Customer support benchmarks (or customer service benchmarks) are your critical customer support metrics, tied to specific, well-defined standards of performance. These benchmarks can be set by looking at industry standards or even by comparing against your own company’s past performance.
These benchmarks can help you understand how your company’s performance fares against your competitors and even against your own past performance. They even help you set targets for your performance in the future.
While your actual benchmarks will differ depending on the industry that you are in, here are some metrics that you should consider setting benchmarks for:
Average First Contact Resolution Rate
Your average first contact resolution rate helps you understand the extent to which you are able to solve the issues faced by your customers in the very first interaction in which they bring those issues to your attention, without needing to keep them waiting for you to get back to them at a later time when you manage to resolve the issue.
Average Resolution SLA%
Your resolution SLA% is the percentage of the number of support tickets that your customer service team manages to resolve within the SLA out of the total number of support tickets that came in
Average CSAT
Your average CSAT is the average of the customer satisfaction scores that your customers have received from all your customers
Ticket Density
Ticket density is a rough indicator of the number of tickets that every customer is raising over a period of time.
Average Response Time
The average response time is the average amount of time that it takes your support team to respond to requests from your customers.
Customer Effort Score (CES)
Your customer effort score (CES) helps you understand how much effort your customers have to make in order to do business with your company. It is found by sending your customers a survey with a single question asking them to rate how easy it is for them to interact with your company or do business with you.
Net Promoter Score (NPS)
Your Net Promoter Score helps you understand how much your customers are satisfied with your business and whether they would recommend your company to their friends and family.
Why are support benchmarks important?
If you value your customers, you need to set support benchmarks. Their level of satisfaction plays a critical role in the decisions that your customers make. If they are only somewhat satisfied with your service, they won’t be too loyal.
Now imagine that you don’t set benchmarks and your competitors provide customer support that is far superior to what you provide. If your customers hear their peers talking about this, they might be keen on making a switch. In fact, it would be very likely that their peers would actively advise them to switch over to your competitors in this situation.
Setting benchmarks and chasing after them helps you understand how you stand in comparison with other players in the industry and gives you direction regarding the factors that you need to improve.
It also helps you gauge how your current performance fares in comparison with your past performance, and helps you set targets to be achieved in the future.
How do you determine support benchmarks?
You’d want to start by identifying companies (preferably in the same industry as you) that have the highest standard of customer service.
Do your research and compile information on their internal performance and the metrics that they prioritize.
Compare their performance with your company’s performance regarding those benchmark metrics.
See where you are falling short and try to emulate the processes that the company you are benchmarking against follows.
How do you improve on support benchmarks?
Different metrics can be improved in various ways, bringing you closer to the benchmarks and even helping you surpass them. In this section, we will look at ways to improve your performance on three important benchmark metrics.
1. First Response Time
You can’t afford to leave your customers waiting for you to respond to them. Even if your agents are unavailable, or you cannot resolve the query immediately, you should still respond immediately so that your customers know that you are not leaving them hanging.

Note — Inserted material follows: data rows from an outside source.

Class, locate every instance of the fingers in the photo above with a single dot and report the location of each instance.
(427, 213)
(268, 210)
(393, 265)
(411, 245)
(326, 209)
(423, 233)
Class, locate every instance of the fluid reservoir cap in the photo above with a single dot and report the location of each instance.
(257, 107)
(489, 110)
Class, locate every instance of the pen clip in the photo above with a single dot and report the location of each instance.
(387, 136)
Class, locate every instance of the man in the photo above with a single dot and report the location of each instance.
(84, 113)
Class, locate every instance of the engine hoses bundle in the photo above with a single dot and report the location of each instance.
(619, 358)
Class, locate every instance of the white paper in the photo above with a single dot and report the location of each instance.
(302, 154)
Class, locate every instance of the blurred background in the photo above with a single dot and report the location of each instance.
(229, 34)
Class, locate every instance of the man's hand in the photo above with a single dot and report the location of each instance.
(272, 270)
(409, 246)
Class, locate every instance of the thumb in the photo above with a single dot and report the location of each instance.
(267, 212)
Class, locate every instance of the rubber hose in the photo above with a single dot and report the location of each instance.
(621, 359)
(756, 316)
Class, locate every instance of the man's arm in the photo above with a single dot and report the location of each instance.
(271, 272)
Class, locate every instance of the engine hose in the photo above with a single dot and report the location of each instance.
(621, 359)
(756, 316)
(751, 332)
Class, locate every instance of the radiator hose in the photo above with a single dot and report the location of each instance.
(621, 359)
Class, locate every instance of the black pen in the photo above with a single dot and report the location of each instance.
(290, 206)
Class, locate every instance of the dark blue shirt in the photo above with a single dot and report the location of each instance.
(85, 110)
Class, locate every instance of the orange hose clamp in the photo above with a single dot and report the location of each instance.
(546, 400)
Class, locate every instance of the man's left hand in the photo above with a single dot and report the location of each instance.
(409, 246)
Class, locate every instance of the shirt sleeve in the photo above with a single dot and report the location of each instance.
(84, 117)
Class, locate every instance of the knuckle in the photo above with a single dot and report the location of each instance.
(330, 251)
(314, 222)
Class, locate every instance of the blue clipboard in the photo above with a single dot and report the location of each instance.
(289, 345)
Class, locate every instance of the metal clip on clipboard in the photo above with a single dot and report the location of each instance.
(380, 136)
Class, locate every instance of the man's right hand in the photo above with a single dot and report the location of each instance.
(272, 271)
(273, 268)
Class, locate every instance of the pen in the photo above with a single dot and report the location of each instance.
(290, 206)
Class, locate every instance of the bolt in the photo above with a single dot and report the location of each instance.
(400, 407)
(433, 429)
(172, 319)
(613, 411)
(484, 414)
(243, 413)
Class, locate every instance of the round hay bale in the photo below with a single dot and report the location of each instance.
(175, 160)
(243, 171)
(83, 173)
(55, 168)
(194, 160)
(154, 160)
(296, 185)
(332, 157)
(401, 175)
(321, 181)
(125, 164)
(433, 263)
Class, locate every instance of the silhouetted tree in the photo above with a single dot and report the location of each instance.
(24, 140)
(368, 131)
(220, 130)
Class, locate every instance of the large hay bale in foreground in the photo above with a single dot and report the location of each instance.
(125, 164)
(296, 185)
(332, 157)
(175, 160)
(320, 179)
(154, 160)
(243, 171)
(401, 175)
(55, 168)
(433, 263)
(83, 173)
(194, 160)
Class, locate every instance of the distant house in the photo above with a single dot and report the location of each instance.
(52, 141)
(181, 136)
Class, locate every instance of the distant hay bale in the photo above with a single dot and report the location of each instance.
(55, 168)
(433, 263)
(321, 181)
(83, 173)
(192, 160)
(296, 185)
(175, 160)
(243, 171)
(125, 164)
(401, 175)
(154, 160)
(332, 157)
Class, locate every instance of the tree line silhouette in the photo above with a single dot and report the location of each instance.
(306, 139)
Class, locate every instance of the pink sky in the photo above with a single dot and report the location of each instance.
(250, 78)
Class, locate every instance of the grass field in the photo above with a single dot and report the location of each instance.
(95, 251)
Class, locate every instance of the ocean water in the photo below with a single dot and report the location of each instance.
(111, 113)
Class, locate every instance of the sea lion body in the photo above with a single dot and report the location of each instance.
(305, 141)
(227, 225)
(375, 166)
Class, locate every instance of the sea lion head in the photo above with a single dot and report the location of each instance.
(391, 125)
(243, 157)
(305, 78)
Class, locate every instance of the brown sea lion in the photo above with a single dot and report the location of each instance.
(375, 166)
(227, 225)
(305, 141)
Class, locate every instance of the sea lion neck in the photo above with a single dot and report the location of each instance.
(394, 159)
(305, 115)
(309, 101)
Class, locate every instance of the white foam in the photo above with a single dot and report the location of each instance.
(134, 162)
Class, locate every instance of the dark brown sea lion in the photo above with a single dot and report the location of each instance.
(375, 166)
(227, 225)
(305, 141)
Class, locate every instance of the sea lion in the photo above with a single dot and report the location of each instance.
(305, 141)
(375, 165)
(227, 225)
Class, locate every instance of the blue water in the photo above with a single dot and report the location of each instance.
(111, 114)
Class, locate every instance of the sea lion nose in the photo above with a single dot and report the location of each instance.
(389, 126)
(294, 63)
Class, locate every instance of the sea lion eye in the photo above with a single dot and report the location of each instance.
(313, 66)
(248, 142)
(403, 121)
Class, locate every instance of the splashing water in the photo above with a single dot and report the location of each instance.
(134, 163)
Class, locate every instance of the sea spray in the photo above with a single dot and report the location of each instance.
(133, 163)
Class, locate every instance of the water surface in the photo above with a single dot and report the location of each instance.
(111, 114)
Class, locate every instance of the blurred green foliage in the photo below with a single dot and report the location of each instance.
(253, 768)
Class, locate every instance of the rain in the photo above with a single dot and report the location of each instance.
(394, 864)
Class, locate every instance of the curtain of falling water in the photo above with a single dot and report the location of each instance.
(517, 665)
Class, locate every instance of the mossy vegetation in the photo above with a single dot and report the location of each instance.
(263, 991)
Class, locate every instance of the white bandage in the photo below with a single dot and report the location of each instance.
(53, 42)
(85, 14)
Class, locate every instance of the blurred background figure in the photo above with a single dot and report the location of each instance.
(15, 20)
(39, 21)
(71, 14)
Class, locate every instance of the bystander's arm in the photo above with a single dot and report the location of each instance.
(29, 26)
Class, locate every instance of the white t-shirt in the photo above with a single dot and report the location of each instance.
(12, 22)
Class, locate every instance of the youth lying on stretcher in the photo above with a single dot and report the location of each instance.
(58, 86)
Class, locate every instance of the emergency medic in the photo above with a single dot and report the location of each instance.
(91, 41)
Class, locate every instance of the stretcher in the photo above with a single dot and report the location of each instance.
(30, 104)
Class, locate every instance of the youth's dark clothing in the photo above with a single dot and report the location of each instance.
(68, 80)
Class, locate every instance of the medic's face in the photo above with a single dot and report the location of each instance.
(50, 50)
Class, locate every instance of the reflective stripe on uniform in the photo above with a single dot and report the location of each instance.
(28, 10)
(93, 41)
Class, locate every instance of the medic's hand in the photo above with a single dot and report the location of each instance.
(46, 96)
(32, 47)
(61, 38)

You can achieve this with automation, deploying intelligent chatbots that can respond instantly and even answer most of the questions that arise.
2.First Contact Resolution Rate
The quicker you resolve your customers’ issues, the more satisfied they will be. The answer to this is three-fold: training, routing, and empowerment.
Train your chatbots and your agents extensively and continuously, so that they can resolve a large number of queries without escalating the conversation or asking customers to wait.
Route queries to the right agent the very first time, so that they do not need to transfer the conversation to another agent or department. Engati Live Chat achieves this by routing based on context from the query.
Empower your agents to take decisions that are in the interest of the company and the customer without needing to ask management for permission. You could set a limit regarding how much money these actions could cost before they need to request authorization.
3. Ticket Density
This is the ratio of the volume of tickets to the total number of customers that you have for a specific period of time.
You can improve this metric by focusing on customer training, creating knowledge bases, and self-service tools, helping your customers find solutions on their own instead of needing to raise support tickets.